Submit your work, meet writers and drop the ads. Become a member
Oct 2014
Late August 8 o’clock is barefoot, and sunburned in the places that are always sunburned. Worn skin and deck slats hold onto leftover noon. Beneath, swirls the near unknown. Blue-black and edgeless, it’s awake but calmer as the day savors a slow-motion finish. Out of respect for the sunset, those at rudder or wheel embrace a lakewide no wake zone. Our blooms of whistle and sigh fill the dusk hour.
Someone somewhere is lighting a fire. It can be felt in the shoulder blades, when breathing slows. A ripe sense of abundance carries in the peach pink light—a promise that the season won’t fade, that deck children never age, and their waters never freeze. The birch chorus agrees, and this false truth soothes tired limbs that know better, but choose to accept the judgement of the night arriving. Because tender are the day’s dying breaths, and a special care is taken here for every move.
Peeling away layers, hair stands high on the skin with the pines on the hillsides. Bundle your things under the bench, or the winds may take them. There is a silence here with something to say. Toes hug wood’s edge and the muckgrasses nod in tune to a song that is there but not wholly heard. It’s important to watch first; it’s important that you try once again to read the neon pattern in the waves. A familiar laugh through cabin window will interrupt this.
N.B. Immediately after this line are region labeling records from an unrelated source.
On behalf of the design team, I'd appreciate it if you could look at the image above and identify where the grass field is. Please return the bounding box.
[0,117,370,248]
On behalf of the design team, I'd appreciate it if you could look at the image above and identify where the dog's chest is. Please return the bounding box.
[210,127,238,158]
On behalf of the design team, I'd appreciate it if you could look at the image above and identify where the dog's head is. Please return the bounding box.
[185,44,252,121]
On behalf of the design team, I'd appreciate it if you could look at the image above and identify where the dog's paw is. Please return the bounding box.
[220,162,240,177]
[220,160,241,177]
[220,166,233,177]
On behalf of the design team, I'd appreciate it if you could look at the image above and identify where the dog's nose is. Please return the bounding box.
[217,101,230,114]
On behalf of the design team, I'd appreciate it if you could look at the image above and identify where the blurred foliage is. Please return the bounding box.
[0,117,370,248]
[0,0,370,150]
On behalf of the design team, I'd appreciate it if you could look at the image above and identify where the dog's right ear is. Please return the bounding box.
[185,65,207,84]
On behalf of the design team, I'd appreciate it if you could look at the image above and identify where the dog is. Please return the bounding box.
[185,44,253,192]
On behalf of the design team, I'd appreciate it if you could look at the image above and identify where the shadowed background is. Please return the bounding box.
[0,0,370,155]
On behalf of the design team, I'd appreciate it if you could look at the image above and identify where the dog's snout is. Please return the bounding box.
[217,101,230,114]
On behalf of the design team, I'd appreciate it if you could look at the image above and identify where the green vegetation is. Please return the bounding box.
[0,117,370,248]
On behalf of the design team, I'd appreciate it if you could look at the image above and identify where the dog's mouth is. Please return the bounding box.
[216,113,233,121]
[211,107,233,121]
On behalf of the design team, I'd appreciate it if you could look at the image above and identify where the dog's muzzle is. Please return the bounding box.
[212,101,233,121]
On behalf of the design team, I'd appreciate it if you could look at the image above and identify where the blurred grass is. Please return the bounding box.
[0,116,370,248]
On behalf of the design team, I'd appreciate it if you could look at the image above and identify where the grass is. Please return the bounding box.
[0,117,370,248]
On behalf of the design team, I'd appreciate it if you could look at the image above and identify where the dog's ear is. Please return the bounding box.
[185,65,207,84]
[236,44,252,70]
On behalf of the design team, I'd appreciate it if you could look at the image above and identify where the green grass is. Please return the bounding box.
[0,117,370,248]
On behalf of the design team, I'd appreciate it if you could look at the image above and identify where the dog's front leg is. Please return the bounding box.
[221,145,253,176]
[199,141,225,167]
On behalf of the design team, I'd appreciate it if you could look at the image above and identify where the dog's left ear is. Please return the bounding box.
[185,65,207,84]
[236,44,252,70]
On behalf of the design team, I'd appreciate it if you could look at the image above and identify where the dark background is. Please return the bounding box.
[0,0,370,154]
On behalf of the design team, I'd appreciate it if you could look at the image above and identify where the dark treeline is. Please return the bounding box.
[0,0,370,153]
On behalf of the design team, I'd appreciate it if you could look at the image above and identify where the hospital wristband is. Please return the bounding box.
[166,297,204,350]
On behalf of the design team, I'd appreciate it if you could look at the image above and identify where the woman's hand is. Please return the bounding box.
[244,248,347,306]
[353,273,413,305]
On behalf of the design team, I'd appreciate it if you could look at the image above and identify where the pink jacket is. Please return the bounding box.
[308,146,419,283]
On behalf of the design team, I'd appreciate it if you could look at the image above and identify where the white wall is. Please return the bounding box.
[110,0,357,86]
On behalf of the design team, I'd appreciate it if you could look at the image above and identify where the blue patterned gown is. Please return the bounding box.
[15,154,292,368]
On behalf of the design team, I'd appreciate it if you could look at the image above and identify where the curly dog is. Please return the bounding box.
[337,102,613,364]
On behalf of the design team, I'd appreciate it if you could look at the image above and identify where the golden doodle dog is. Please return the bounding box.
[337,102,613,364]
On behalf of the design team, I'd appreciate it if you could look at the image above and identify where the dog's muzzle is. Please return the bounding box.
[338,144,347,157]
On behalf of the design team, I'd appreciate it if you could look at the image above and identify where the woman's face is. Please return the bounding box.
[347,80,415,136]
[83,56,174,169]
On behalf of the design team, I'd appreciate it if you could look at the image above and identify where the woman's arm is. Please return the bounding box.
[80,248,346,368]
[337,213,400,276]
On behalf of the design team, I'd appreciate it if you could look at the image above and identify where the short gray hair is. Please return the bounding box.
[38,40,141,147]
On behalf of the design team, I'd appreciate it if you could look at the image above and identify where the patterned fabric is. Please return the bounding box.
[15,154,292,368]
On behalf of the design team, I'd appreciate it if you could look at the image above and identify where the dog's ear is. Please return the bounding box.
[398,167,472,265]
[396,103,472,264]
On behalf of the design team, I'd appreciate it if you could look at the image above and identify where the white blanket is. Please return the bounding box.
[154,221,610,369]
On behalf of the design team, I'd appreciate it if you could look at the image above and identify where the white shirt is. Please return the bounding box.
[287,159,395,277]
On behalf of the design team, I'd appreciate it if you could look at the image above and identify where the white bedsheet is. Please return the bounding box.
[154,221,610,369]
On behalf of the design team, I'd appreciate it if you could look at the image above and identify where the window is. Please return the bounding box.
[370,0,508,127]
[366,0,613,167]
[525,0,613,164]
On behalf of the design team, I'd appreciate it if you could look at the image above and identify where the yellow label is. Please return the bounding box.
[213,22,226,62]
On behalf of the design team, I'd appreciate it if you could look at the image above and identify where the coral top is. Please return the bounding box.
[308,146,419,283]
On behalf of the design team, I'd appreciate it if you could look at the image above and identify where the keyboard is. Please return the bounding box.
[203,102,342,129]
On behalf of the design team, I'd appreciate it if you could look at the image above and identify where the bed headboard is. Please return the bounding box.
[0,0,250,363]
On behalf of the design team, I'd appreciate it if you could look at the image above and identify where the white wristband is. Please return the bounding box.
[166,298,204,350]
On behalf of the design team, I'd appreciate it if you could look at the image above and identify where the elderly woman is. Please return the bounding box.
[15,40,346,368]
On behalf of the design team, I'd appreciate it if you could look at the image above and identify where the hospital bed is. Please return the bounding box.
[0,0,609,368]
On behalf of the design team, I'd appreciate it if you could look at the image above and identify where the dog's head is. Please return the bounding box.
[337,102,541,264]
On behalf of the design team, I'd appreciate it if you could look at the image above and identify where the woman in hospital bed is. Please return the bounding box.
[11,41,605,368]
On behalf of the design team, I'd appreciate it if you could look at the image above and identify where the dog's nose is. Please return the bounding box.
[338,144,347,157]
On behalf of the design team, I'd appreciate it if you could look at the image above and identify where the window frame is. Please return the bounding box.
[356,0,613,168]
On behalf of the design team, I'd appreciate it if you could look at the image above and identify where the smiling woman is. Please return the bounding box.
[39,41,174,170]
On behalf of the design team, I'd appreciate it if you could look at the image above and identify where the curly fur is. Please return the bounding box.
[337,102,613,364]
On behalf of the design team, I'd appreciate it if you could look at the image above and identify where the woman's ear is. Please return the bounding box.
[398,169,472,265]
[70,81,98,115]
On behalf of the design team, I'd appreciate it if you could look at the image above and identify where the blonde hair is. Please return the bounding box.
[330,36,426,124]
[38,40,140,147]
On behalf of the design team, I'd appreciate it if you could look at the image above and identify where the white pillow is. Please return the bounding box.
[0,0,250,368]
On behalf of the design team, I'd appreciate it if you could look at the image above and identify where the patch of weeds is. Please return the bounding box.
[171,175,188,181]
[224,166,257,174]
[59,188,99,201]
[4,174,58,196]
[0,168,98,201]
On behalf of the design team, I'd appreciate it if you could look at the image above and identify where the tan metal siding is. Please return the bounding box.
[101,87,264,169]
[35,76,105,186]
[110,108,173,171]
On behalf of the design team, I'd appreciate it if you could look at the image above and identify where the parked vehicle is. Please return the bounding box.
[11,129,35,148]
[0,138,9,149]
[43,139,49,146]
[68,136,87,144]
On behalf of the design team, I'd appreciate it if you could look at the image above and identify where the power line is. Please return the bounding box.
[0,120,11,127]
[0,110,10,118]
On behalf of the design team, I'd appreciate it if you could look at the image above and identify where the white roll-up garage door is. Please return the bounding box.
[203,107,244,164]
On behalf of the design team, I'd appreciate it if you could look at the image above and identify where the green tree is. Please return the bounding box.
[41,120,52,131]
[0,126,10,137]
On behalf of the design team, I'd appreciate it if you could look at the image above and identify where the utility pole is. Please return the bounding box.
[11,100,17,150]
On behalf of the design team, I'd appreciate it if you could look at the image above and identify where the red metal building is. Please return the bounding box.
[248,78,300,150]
The ladder is better for the evening swim. Submergence is best performed slowly then all at once, with careful attention paid to the detoured bloodflow of sunburned skin. Reflections of the promise unravel as they scatter into sky. Dip your darkness into the horizon and feel the day’s heat collapse inward, easing the blushes of your superficial pain. Let the other foot leave the trust of algaed metal, as the body’s pieces spread suspended. A group of fiery orbs blink aloft in an endless cold.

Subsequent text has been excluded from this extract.